Abstract

In traditional dispersive liquid-liquid microextraction procedures, both extraction and dispersive solvents are required, and thus, it increases the consumption of organic solvent. Herein, we reported a CO2-mediated switchable hydrophilicity solvent-based microextraction (SHS-BME) for the determination of bisphenol compounds (BPCs) in complex milk and drink samples. N,N-Dimethylcyclohexylamine was used as a switchable hydrophilicity solvent; it can switch reversibly between one form that is miscible with water and another that forms a biphasic mixture with water, and thus allow extraction of the analytes in a homogeneous phase without dispersive solvent. Several important parameters were screened and optimized by single factor experiments and central composite design as follows: 782 μL of switchable solvent, 375 μL of NaOH solvent, and 1.1:1 switchable solvent/water (v/v). Under the optimized SHS-BME conditions, the limit of detections (LODs) for BPCs in milk, orange juice, and energy drink samples were in the range of 0.27–0.40 μg L−1 for BPE, 0.17–0.30 μg L−1 for BPA, and 0.50–0.67 μg L−1 for BPB, respectively, and the extraction recoveries for BPCs were in the range of 79.5–103.4% in milk, of 84.5–97.5% in orange juice, and of 91.9–101.2% in energy drinks.
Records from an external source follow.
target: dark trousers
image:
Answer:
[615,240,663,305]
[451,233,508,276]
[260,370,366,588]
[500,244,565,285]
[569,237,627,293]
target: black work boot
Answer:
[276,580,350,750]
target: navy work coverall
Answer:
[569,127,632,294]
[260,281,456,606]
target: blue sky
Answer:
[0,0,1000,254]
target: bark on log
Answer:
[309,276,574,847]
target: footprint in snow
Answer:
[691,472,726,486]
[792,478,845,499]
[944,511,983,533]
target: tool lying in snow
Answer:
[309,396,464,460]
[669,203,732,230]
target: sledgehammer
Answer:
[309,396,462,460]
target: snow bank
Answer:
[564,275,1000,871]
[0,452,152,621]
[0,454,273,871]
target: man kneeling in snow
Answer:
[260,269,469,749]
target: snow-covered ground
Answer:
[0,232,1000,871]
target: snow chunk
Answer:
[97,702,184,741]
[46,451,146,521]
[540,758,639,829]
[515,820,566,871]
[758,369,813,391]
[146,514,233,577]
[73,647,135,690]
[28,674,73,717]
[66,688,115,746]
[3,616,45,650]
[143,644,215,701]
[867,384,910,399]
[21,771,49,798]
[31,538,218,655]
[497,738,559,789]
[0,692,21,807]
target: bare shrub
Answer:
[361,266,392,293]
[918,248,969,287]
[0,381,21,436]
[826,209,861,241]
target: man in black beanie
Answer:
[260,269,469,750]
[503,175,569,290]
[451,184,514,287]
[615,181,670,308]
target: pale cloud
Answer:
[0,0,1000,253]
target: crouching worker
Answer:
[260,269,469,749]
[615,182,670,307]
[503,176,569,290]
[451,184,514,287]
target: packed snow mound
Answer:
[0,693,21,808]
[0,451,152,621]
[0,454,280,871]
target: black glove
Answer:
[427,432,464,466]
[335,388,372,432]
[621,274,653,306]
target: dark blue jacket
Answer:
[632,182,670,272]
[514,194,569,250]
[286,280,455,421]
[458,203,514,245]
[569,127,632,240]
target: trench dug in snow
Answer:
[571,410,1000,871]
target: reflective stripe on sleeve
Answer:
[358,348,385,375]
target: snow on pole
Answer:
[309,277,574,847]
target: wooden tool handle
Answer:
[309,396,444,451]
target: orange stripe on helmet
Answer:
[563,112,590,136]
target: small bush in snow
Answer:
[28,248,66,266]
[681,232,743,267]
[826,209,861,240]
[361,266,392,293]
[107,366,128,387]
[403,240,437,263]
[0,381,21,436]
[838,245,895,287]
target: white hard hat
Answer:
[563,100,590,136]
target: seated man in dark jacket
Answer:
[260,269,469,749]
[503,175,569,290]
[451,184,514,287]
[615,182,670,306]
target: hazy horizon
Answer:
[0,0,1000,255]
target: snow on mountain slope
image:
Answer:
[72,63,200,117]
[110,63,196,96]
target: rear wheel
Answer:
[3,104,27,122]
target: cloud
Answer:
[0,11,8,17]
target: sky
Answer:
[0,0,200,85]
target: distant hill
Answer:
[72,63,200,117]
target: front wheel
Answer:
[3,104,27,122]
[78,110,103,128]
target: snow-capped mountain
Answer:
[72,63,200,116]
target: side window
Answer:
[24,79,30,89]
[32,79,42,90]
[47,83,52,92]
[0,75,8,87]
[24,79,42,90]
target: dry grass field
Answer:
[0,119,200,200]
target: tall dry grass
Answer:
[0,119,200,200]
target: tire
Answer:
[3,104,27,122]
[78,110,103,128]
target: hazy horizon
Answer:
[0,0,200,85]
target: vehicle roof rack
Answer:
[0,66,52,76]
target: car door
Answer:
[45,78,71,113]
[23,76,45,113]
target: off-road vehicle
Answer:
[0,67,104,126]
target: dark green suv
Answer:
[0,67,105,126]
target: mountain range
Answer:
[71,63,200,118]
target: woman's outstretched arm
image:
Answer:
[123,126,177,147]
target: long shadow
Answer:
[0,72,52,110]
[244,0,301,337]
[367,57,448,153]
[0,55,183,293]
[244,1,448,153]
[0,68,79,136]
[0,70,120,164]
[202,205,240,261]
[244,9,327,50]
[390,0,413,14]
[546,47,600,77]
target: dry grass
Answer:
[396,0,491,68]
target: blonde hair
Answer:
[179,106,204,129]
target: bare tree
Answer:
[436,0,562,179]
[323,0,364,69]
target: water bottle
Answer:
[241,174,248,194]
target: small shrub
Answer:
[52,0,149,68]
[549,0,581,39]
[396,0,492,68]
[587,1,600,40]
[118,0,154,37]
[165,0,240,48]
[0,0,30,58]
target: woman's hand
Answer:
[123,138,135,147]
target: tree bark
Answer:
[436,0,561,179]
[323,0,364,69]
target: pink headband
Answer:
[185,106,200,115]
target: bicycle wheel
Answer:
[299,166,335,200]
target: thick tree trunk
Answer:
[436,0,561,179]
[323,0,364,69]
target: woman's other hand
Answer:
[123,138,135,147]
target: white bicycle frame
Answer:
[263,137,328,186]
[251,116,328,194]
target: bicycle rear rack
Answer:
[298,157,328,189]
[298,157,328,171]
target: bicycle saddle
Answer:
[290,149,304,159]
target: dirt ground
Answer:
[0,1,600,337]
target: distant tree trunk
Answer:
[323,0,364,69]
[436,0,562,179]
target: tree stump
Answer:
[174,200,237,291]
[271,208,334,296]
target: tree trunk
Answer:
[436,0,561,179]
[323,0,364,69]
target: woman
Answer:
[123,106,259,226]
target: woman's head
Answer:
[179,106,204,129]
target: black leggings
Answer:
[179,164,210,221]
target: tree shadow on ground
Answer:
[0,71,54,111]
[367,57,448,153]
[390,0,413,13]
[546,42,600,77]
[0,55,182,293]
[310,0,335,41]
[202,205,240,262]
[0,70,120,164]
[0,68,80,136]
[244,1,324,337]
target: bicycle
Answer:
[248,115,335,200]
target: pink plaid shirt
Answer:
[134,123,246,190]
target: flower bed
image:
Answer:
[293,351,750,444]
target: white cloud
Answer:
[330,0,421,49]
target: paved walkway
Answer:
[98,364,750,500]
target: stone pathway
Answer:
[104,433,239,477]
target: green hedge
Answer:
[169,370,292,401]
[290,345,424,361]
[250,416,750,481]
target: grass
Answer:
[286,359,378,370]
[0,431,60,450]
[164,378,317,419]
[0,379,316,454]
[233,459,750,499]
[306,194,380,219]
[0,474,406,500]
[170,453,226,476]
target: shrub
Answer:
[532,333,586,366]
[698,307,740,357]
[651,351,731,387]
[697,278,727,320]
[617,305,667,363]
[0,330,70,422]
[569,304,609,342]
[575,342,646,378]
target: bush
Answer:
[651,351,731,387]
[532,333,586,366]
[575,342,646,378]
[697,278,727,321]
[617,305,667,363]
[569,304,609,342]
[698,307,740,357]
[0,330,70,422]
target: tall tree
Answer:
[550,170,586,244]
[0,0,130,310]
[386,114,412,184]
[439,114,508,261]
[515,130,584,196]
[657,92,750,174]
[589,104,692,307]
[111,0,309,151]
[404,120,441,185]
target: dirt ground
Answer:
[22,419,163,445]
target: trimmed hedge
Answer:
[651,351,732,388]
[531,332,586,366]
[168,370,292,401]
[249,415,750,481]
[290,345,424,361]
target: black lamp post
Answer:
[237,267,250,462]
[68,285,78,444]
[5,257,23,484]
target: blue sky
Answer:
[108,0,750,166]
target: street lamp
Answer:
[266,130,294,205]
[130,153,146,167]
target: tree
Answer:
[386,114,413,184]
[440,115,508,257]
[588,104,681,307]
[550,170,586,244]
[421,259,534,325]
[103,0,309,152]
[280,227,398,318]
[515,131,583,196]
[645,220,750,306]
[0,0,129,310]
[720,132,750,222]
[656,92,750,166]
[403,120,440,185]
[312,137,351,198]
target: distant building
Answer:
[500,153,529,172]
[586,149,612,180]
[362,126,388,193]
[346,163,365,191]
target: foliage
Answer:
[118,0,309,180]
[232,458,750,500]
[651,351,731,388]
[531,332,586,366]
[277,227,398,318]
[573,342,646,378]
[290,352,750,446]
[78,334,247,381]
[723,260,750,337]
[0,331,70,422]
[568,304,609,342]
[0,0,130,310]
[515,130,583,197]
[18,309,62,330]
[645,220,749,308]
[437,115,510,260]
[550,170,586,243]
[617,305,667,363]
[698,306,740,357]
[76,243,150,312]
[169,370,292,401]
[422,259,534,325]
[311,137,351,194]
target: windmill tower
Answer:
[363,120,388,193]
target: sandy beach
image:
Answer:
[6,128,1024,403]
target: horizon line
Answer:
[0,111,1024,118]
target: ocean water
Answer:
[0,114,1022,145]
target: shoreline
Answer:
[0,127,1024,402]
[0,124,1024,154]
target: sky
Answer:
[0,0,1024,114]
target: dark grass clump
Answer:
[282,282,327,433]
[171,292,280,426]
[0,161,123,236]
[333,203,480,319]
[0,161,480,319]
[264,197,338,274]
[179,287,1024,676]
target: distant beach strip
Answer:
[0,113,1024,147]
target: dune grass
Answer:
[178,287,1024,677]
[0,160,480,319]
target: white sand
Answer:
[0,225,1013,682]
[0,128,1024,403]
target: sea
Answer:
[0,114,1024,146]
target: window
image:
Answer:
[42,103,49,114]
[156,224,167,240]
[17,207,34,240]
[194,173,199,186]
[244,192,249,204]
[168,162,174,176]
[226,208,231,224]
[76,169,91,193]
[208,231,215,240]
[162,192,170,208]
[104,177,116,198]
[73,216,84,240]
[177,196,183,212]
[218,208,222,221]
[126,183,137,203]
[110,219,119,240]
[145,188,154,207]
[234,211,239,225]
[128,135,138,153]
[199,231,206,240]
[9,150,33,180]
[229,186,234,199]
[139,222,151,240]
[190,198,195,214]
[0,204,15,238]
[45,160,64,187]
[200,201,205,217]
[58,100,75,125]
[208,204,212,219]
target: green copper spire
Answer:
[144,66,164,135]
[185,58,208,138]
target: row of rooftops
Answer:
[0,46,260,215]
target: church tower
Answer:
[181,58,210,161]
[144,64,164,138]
The precision of the method, based on relative standard deviations (RSDs), ranged from 1.7 to 4.8% and from 2.1 to 5.7% for intra-day and inter-day comparisons, respectively. In total, this SHS-BME method possesses many advantages, such as high extraction recovery and high detection sensitivity (low LODs and RSDs), no requirement of dispersive solvent, simple operational procedure, reducing the pretreatment time and workload, and so on. Therefore, it has a great potential application value for detection of trace BPCs in routine food tests.